Il Romanzo Giallo è il mio genere

Perché il mio genere preferito è il Romanzo Giallo?

Una delle prime domande che mi vengono rivolte, quando si “scopre” che scrivo, è “Qual è il tuo genere letterario?”. Se ci pensate, in fondo è un po’ come conoscere un cuoco e chiedergli “Cosaromanzo giallo fai da mangiare?”, anche se, ovviamente, uno chef è costretto a essere più versatile. In ogni caso, la mia risposta è di solito la stessa: “Il Romanzo Giallo”.

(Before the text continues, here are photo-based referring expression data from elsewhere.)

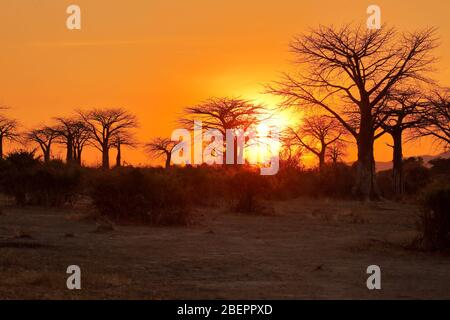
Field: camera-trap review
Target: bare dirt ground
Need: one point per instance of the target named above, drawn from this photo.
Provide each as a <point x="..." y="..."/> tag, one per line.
<point x="308" y="249"/>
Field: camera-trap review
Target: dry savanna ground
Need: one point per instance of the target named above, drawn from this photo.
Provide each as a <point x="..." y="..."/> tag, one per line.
<point x="305" y="249"/>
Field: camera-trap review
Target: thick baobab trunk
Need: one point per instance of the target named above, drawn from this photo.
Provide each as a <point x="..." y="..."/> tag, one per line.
<point x="321" y="157"/>
<point x="119" y="155"/>
<point x="69" y="155"/>
<point x="78" y="156"/>
<point x="47" y="155"/>
<point x="168" y="159"/>
<point x="105" y="158"/>
<point x="397" y="171"/>
<point x="366" y="186"/>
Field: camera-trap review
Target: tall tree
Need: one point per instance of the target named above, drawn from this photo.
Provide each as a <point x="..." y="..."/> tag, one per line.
<point x="8" y="131"/>
<point x="436" y="117"/>
<point x="104" y="124"/>
<point x="44" y="137"/>
<point x="348" y="72"/>
<point x="402" y="112"/>
<point x="81" y="137"/>
<point x="67" y="129"/>
<point x="316" y="134"/>
<point x="161" y="147"/>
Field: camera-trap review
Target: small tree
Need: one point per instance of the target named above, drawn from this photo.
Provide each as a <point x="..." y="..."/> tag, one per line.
<point x="44" y="137"/>
<point x="316" y="134"/>
<point x="337" y="151"/>
<point x="436" y="117"/>
<point x="104" y="124"/>
<point x="161" y="147"/>
<point x="224" y="114"/>
<point x="8" y="131"/>
<point x="119" y="140"/>
<point x="68" y="130"/>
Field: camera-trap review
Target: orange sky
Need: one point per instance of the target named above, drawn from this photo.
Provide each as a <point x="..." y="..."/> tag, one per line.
<point x="154" y="57"/>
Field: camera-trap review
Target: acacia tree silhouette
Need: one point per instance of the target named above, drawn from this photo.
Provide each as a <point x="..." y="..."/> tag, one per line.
<point x="104" y="125"/>
<point x="348" y="72"/>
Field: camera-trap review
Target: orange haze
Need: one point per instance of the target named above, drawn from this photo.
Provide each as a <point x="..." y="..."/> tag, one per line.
<point x="154" y="57"/>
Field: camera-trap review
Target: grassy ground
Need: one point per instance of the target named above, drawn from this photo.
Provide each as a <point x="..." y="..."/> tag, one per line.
<point x="306" y="249"/>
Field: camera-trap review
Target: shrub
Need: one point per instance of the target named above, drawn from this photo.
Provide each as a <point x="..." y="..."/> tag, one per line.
<point x="247" y="187"/>
<point x="434" y="224"/>
<point x="29" y="181"/>
<point x="54" y="184"/>
<point x="140" y="196"/>
<point x="16" y="175"/>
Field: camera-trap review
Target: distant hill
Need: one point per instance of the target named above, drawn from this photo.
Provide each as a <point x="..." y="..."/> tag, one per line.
<point x="382" y="166"/>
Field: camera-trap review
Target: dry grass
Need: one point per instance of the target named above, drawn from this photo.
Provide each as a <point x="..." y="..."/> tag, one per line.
<point x="306" y="249"/>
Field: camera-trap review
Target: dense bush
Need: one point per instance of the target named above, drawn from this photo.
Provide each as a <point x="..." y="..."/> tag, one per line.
<point x="16" y="175"/>
<point x="29" y="181"/>
<point x="247" y="187"/>
<point x="434" y="222"/>
<point x="140" y="196"/>
<point x="54" y="184"/>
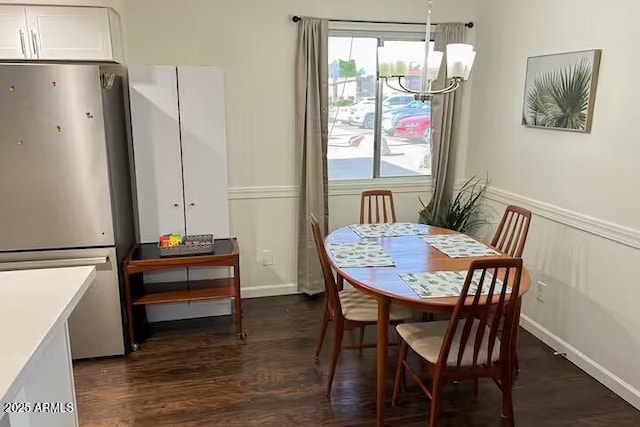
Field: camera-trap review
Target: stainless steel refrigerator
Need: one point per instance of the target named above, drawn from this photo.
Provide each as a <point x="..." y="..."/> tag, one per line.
<point x="65" y="186"/>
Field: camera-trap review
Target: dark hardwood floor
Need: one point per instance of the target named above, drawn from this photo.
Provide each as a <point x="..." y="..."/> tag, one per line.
<point x="198" y="373"/>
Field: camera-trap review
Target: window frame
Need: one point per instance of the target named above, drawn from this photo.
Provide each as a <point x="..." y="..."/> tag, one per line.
<point x="382" y="32"/>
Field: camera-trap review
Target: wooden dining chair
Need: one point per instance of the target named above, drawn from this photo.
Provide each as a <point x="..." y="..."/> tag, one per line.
<point x="512" y="231"/>
<point x="377" y="206"/>
<point x="348" y="308"/>
<point x="472" y="344"/>
<point x="510" y="238"/>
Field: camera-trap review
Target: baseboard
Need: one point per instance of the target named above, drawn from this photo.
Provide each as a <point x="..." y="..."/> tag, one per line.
<point x="582" y="361"/>
<point x="270" y="290"/>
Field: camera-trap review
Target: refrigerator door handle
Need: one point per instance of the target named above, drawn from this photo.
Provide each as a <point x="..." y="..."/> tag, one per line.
<point x="34" y="39"/>
<point x="53" y="263"/>
<point x="22" y="44"/>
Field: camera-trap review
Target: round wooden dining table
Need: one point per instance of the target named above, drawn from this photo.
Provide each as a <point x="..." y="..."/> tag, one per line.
<point x="410" y="254"/>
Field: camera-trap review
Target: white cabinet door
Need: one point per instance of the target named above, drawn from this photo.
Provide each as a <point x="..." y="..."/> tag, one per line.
<point x="13" y="33"/>
<point x="156" y="142"/>
<point x="204" y="159"/>
<point x="72" y="33"/>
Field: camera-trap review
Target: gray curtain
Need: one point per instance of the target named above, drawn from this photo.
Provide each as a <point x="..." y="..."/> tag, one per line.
<point x="311" y="139"/>
<point x="446" y="118"/>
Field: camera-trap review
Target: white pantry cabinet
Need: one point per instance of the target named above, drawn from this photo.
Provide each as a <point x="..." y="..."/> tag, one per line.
<point x="179" y="143"/>
<point x="13" y="33"/>
<point x="60" y="33"/>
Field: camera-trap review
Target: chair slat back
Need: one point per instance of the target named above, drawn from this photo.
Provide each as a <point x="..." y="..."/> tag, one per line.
<point x="330" y="286"/>
<point x="376" y="206"/>
<point x="511" y="234"/>
<point x="477" y="317"/>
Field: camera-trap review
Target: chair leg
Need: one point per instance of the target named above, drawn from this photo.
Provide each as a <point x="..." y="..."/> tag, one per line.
<point x="337" y="345"/>
<point x="323" y="328"/>
<point x="402" y="355"/>
<point x="507" y="401"/>
<point x="361" y="340"/>
<point x="435" y="403"/>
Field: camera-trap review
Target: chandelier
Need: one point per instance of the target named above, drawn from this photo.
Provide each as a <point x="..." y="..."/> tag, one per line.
<point x="460" y="59"/>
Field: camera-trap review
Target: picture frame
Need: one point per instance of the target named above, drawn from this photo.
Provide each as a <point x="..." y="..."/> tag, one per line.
<point x="560" y="89"/>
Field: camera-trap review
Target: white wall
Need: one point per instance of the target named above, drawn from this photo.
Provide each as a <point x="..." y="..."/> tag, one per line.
<point x="582" y="188"/>
<point x="255" y="42"/>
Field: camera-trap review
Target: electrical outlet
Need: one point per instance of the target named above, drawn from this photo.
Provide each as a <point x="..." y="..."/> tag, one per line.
<point x="541" y="288"/>
<point x="267" y="257"/>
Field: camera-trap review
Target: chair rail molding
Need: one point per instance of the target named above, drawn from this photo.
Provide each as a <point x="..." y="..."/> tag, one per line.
<point x="598" y="227"/>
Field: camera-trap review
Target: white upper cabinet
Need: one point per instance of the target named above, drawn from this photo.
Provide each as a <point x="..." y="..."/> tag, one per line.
<point x="59" y="33"/>
<point x="13" y="33"/>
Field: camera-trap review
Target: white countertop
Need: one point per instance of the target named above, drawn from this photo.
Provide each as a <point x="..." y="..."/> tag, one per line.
<point x="32" y="304"/>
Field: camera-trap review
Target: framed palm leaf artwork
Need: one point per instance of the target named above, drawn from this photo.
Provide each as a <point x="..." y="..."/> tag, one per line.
<point x="560" y="90"/>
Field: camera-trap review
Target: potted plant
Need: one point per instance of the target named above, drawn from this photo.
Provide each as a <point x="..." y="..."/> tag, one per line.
<point x="463" y="213"/>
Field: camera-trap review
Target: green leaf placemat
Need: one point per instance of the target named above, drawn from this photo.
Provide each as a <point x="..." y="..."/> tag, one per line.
<point x="388" y="229"/>
<point x="447" y="283"/>
<point x="360" y="254"/>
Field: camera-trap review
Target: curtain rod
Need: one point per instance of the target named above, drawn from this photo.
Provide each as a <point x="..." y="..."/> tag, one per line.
<point x="297" y="18"/>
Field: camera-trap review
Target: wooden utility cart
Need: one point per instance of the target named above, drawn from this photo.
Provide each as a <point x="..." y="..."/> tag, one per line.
<point x="146" y="257"/>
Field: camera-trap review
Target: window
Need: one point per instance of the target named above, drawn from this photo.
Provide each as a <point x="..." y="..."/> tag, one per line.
<point x="374" y="131"/>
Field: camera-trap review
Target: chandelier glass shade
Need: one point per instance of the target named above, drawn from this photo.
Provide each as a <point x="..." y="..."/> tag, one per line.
<point x="459" y="61"/>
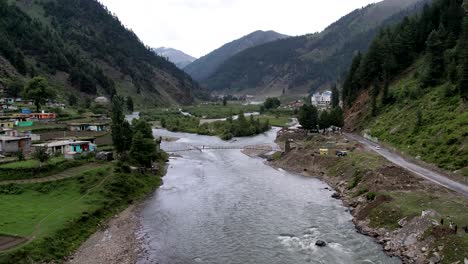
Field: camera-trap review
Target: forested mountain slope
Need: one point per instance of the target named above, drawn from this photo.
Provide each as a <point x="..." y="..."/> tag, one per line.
<point x="208" y="64"/>
<point x="411" y="88"/>
<point x="179" y="58"/>
<point x="300" y="64"/>
<point x="81" y="47"/>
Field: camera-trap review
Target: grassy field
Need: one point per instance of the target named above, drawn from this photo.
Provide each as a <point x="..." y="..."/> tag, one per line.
<point x="411" y="204"/>
<point x="40" y="209"/>
<point x="428" y="123"/>
<point x="58" y="216"/>
<point x="29" y="164"/>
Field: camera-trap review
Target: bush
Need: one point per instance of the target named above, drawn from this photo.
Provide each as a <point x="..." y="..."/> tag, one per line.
<point x="11" y="189"/>
<point x="356" y="180"/>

Uhm, ma questo crea un piccolo, grosso problema, perché non esiste un solo tipo di romanzo giallo. Il vantaggio di questa ambiguità è che mi permette di capire se la persona che ho davanti ha un vero interesse, oppure se è semplicemente educata. Nel secondo caso si limiterà a replicare con un “Ah, bello”. Nel secondo, che è la situazione più intrigante, cercherà di approfondire: “Ma dai, figo. E che tipo di giallo?”.

Ho sempre trovato difficile spiegare che “tipo” di romanzo giallo sia quello che esce dalla mia penna, o dalla tastiera del computer, non tanto perché non sia “giallo”, appunto, ma perché di volta in volta possono esserci elementi che spostano l’indice del “tipo” dall’horror al poliziesco, alle volte mescolando le carte in base alle esigenze specifiche della storia.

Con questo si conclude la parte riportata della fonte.